Finance cost incurred on Overdraft obtained from Bank which is advanced to Sister Concern for Non-Business purpose is not Business Loss: ITAT [Read Order]

Convertible Warrants - Business Loss - ITAT - Taxscan

In Dheeraj Consultancy P. Ltd v. ACIT, the Mumbai ITAT held that the finance cost incurred on overdraft obtained from the bank which is advanced to sister concern for the non-business purpose is not business loss under the Income Tax Act.

The assessee, in the instant case, is in the business of Advertising Agency has incurred finance cost amounting to Rs.1,37,08,749/- as interest on Bank Overdraft. The AO asked the reason to assessee that why such finance cost should be allowed as business expenses if there is no business carried on by the assessee during the assessment year.

In reply assessee submitted that the cost incurred on overdraft is solely for the purpose of business of the Assessee Company as the Assessee Company has used the overdraft facility for making advance payment for the purchase of business assets and hence the same should be allowed as deduction.

AO disallowed the same by finding that the said expense cannot be allowed as business expenses as there is no business activity during the year. CIT (A) rejected the matter of assessee and held that aforesaid interest expenditure of Rs.l,37,08,749/- had been incurred out of commercial expediency.

Further, aggrieved with the appellate order assessee carried the matter before the tribunal and submitted that disallowance of interest has been made u/s. 36(1)(iii) by the authorities below as the assessee could not prove that the said interest expenses were incurred for the purpose of business of the assessee.

The assessee also submitted the record of MOA to justify that the real estate business is part of the business activities of the assessee.

It was observed that assessee has claimed by virtue of clause B (5) which are objects incidental and ancillary to the main object clause that the assessee is entitled to carry out real estate business.

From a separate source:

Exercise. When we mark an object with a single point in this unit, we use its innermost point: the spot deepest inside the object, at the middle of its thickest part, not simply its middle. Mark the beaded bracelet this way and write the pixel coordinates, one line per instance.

The tribunal had an opinion that the assessee has miserably failed that to prove its contention that the said loans were used for business purposes by the assessee and mandate of Section 36(1)(iii) was complied with.

Finally, ITAT observed that “the payments and the return thereof of the said advances are from the sister concerns and in the absence thereof of the evidence on record to substantiate that these were business expenses and they are afraid to claim of the assessee to allow interest expenses on bank overdraft to the tune of Rs.1,37,08,749/- as business expenses cannot be accepted and hence the appeal of the assessee is dismissed.”